«Talitá Kumi»

Jesús, entonces, atravesó el lago, y al volver a la otra orilla, una gran muchedumbre se juntó en la playa en torno a él. En eso un oficial de la sinagoga, llamado Jairo, y al ver a Jesús, se postró a sus pies suplicándoles: “Mi hija está agonizando; ven e impón tus manos sobre ella para que se mejore y siga viviendo”. Jesús se fue con Jairo; estaban en medio de un gran gentío, que lo oprimía …Jesús estaba todavía hablando cuando llegaron algunos de la casa del oficial de la sinagoga para informarle: “Tu hija ha muerto. ¿Para qué molestar ya al maestro?” Jesús se hizo el desentendido y dijo al oficial: “No tengas miedo, solamente ten fe”. Pero no dejó que lo acompañaran más que Pedro, Santiago y Juan, el hermano de Santiago.

Cuando llegaron a la casa del oficial, Jesús vio un gran alboroto: unos lloraban y otros gritaban. Jesús entró y les dijo: “Por qué este alboroto y tanto llanto? La niña no está muerta, sino dormida”. Y se burlaban de él. Pero Jesús los hizo salir a todos, tomó consigo al padre, a la madre y a los que venían con él, y entró donde estaba la niña. Tomándola de la mano, dijo a la niña: “Talitá Kumi”, que quiere decir: “Niña, te lo digo, ¡levántate!”. La jovencita se levantó al instante y empezó a caminar (Tenía 12 años). (Cita extraída del libro San Marcos 5, 21-24 y del 35 al 42, La Biblia Latinoamericana).

Palabras fuertes y maravillosas “Talitá Kumi”, palabras que nos traspasan el corazón, no solo por su poder sanador del cuerpo sino del alma. Palabras dichas en arameo cuyo significado es: Niña a ti te digo levántate”. Ahora cierra tus ojos e imagínate que es Jesús que viene a ti, a tu encuentro y te dice muy cerca a tu oído mientras duermes: “Talitá Kumi” ¿Si!, ¡A ti te digo levántate!, ¡Ven y sígueme!

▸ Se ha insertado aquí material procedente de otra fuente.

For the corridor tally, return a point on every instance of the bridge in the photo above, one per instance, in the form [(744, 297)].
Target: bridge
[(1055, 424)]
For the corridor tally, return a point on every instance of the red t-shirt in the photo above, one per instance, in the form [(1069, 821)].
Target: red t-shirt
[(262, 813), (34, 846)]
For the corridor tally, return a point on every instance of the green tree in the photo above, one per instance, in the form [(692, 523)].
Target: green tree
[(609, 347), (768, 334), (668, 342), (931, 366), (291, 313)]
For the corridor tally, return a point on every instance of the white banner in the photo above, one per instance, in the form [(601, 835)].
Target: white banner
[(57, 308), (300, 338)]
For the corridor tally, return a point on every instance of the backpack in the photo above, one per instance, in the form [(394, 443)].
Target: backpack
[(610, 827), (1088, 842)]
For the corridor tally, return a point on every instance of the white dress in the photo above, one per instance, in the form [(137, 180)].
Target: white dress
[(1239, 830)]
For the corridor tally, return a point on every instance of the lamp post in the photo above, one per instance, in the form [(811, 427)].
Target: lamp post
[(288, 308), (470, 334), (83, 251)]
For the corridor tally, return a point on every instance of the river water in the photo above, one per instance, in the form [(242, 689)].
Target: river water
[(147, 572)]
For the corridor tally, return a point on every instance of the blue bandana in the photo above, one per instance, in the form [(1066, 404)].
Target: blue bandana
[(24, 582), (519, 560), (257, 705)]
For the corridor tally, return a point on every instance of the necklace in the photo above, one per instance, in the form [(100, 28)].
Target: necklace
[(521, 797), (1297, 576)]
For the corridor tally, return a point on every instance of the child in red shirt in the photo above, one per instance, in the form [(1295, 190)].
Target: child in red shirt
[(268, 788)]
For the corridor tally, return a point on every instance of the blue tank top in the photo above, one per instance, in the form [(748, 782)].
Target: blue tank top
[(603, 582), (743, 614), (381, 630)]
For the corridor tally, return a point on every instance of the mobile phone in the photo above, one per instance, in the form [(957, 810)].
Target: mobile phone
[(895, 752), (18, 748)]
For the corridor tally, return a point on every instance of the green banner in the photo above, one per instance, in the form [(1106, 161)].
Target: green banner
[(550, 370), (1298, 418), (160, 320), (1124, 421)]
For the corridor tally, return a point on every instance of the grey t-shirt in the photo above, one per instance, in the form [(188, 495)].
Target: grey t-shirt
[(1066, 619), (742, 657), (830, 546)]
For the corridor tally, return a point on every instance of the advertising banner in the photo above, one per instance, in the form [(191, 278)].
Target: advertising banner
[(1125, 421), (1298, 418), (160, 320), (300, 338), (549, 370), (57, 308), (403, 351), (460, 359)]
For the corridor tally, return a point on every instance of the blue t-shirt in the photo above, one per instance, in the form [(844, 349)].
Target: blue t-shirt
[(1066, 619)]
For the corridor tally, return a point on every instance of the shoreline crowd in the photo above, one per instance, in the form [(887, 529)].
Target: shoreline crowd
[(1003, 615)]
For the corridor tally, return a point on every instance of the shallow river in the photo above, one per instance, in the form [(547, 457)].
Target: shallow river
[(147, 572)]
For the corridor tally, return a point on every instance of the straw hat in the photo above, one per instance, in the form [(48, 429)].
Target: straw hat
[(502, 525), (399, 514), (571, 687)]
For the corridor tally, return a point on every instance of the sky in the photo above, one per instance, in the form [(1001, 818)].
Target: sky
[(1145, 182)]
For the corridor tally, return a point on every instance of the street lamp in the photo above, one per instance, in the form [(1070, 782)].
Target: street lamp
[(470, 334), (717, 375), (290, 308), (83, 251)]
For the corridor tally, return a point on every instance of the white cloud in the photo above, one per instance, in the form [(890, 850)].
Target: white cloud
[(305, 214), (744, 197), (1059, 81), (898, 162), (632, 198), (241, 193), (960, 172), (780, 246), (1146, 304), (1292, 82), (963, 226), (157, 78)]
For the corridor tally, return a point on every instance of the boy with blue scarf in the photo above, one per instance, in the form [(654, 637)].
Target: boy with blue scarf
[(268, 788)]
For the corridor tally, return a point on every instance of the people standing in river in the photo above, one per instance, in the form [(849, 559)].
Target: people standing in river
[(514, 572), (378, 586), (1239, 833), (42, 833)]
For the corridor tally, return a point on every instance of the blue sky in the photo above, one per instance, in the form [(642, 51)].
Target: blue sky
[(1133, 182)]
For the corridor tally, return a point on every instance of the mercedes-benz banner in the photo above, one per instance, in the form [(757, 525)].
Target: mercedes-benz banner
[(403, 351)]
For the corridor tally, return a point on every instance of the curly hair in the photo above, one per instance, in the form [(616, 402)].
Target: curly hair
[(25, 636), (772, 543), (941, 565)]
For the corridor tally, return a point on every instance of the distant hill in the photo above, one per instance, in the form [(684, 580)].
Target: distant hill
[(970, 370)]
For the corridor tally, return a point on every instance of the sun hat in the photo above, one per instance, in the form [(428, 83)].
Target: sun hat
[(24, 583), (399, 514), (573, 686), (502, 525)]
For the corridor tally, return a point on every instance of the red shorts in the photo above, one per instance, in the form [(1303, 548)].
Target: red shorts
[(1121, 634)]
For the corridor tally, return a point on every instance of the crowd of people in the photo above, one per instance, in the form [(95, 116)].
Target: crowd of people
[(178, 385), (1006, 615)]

Y es que el amor de Dios es una fuerza tan poderosa, capaz de revertir aún la muerte, la muerte que muchas veces llevamos por dentro, cuando nos alejamos de Dios y él ya no es el centro de nuestras vidas, nos alejamos de él sin darnos cuenta, creyendo que todo está bien. Hoy, también él puede pronunciar esas palabras vivificadoras y de reconstrucción en nuestras vidas: “Talitá Kumi” para sanar nuestro cuerpo, alma y Espíritu, hacernos hombres y mujeres nuevos prósperos y libres. ¡Tan sólo hay que pedírselo!